Transportation Industry
Riders respond to a fare deal - innovations in light and commuter rail collection technology
Railway Age, May, 1998 by William D. Middleton
SMART (MULTIPLE-APPLICATION) CARDS
Widely used overseas, a newer technology now appearing on North American transit systems is the smart card. While some pre-paid memory-only cards are sometimes called smart cards, the true smart card is essentially one that has its own microchip and can be used for multiple applications. While some are contact cards, a contactless or "proximity" card that uses radio frequencies to transmit data between the card and a reader offers the greatest opportunity for advanced transit applications. Prospective advantages include much faster processing speeds at the fare gate, the ability to handle transactions at more than one transit agency, and lower maintenance and operating costs than magnetic-card AFC systems.
Widely used for other applications in Europe and Asia, smart cards are now being applied to transit there as well. By far the largest application is Hong Kong's Creative Star system, which became operational last year on six suburban rail, metro, bus, and ferry systems. Creative Star has already sold over four million cards and is now handling four million transactions every day. London Transport and the Greater Manchester Passenger Transport Executive are testing smart card systems, and London Transport recently awarded contracts for system-wide subway and bus installation of its Prestige system. The Passe Francile smart card project at Paris, which involves RATP, SNCF, and private bus operators, began tests in 1997 and is now moving into an expanded trial.
North American systems, too, are now seriously looking at smart cards. During the 1996 Summer Olympic Games, for example, Atlanta's MARTA participated in the test of a stored-value VisaCash contact smart card distributed at 1,500 retail locations. The test found that the cards were used more on MARTA than for any other purpose.
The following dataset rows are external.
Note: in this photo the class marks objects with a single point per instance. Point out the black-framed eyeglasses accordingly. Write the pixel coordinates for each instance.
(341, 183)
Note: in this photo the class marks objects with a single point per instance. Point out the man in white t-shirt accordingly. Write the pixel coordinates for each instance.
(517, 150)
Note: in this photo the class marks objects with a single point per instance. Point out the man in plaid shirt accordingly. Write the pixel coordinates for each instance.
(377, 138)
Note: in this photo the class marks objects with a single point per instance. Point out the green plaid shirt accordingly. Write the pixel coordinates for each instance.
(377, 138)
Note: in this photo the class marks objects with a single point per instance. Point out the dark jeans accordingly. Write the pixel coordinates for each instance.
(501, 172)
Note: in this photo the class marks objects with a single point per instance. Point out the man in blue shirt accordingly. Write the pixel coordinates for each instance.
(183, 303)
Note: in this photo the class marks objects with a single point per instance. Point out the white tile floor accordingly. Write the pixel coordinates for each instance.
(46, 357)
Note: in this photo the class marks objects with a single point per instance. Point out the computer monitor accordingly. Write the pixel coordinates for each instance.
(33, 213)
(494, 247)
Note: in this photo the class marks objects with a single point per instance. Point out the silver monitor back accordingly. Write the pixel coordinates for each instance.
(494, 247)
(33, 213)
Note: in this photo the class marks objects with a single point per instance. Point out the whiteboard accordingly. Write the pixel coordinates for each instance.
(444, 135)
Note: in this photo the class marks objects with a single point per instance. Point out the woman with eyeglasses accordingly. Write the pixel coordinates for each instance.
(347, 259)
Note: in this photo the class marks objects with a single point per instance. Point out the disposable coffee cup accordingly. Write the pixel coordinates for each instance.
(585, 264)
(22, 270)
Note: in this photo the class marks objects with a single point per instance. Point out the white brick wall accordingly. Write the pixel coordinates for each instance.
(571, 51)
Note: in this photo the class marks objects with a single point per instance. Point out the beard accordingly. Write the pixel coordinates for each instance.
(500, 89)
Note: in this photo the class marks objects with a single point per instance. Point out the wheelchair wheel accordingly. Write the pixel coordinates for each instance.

In 1995 Washington D.C's WMATA initiated a demonstration project with GO-Card, which could be utilized at 19 Metrorail stations, on three Metrobus routes, and at five Metrorail parking lots. Cubic supplied the equipment and its commercial smart card, and more than 2,500 riders utilized the system during a successful one-year demonstration. Early last year WMATA contracted with Cubic for additional equipment and 14,000 smart cards for system-wide deployment.
Close behind WMATA is the San Francisco Bay Area's TransLink" system being developed by the Metropolitan Transportation Commission (MTC). Except on BART, where transactions will be handled through the existing fare collection system, TransLink'" will be a "stand beside" system paralleling existing technology in use on 27 regional transit systems. It will act as the electronic equivalent of cash fares, replace a variety of period passes and multi-ride tickets, and support a wide range of operator-specific fare policies. MTC moved to smart cards after a disappointing trial program with a magnetic swipe ticket.
The agency has issued an REP for a 10-year design, build, operate, and maintain turnkey contract. Proposals were due on June 15, and MTC anticipates a contract award by yearend. A six-month Phase One rollout is expected to begin by year-end 1999, and a Phase Two full-system rollout should begin in 2001.